His powers are only briefly touched upon, and we’ll presumably learn precisely what he’s capable of along with him in future episodes. The special effects in this regard were on point and enthralling to behold (I was reminded of Syfy’s The Magicians here). The cast are all talented, extremely convincing, and the characters instantly compelling. Dan Stevens (Downton Abbey, The Guest, Beauty and the Beast) seems the perfect choice as David Haller, immediately pulling viewers in by conveying a wide range of emotions. Additionally each of the other characters are unique and intriguing in their own ways. Rachel Keller, Jean Smart, Katie Aselton, Jeremie Harris, Amber Midthunder, Bill Irwin and Aubrey Plaza are among the gifted cast. Cinematically the series is very stylish and appealing. Much more flashy than Marvel’s Netflix series, which are far more grittier and grounded in reality in comparison. This works in Legion’s favor as it suits the surreal atmosphere of the series in addition to being a fitting world for a human mutant.
Speaking of which, I’m sure comic fans have burning questions that they would like answered. However I can’t really touch on this due to my limited knowledge and having to remain spoiler free. However, I can say that it’s been confirmed by the producers that the series exists within a different continuity than the main X-Men films, nor does it take place in the Marvel Cinematic Universe, making it somewhat of introduction to the multiverse. While this may be a disappointment to some fans, it frees the series up from connections to previous stories making it a wholly original and unique show.

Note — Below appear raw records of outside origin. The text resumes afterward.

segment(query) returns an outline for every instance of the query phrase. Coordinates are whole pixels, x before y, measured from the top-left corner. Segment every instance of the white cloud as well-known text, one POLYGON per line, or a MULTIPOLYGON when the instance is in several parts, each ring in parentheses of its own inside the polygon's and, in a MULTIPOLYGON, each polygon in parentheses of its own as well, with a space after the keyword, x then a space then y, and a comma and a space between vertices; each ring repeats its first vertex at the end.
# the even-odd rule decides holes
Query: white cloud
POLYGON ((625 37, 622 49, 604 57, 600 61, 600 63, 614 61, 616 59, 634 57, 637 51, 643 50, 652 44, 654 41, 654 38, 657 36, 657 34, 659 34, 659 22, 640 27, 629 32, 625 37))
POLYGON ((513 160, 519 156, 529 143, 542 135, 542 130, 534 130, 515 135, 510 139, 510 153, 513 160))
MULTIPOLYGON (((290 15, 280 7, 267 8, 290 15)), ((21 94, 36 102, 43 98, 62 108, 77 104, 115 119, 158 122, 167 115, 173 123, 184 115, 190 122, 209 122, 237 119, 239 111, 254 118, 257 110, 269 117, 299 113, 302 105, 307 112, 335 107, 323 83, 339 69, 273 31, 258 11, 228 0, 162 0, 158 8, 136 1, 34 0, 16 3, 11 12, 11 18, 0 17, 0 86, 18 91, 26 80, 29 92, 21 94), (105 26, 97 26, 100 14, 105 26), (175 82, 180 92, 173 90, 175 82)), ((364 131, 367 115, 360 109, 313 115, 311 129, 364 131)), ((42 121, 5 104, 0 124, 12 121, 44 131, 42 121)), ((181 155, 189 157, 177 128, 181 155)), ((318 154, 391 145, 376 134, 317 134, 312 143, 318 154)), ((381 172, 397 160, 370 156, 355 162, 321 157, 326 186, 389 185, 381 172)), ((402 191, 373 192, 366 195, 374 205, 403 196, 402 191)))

Legion is ultimately about a schizophrenic mutant trying to discern for himself what’s real and not real. Exploring his mindscape throughout that discovery will likely be an incredible journey for viewers and one not to be missed. I implore even those with a fleeting interest to give this series as a chance, but especially anyone interested in a thought provoking viewing experience that will inspire endless discussions and theories.
Legion will consist of 8 episodes and premieres February 8th on FX in the US, with a UK air date of February 9th on FOX.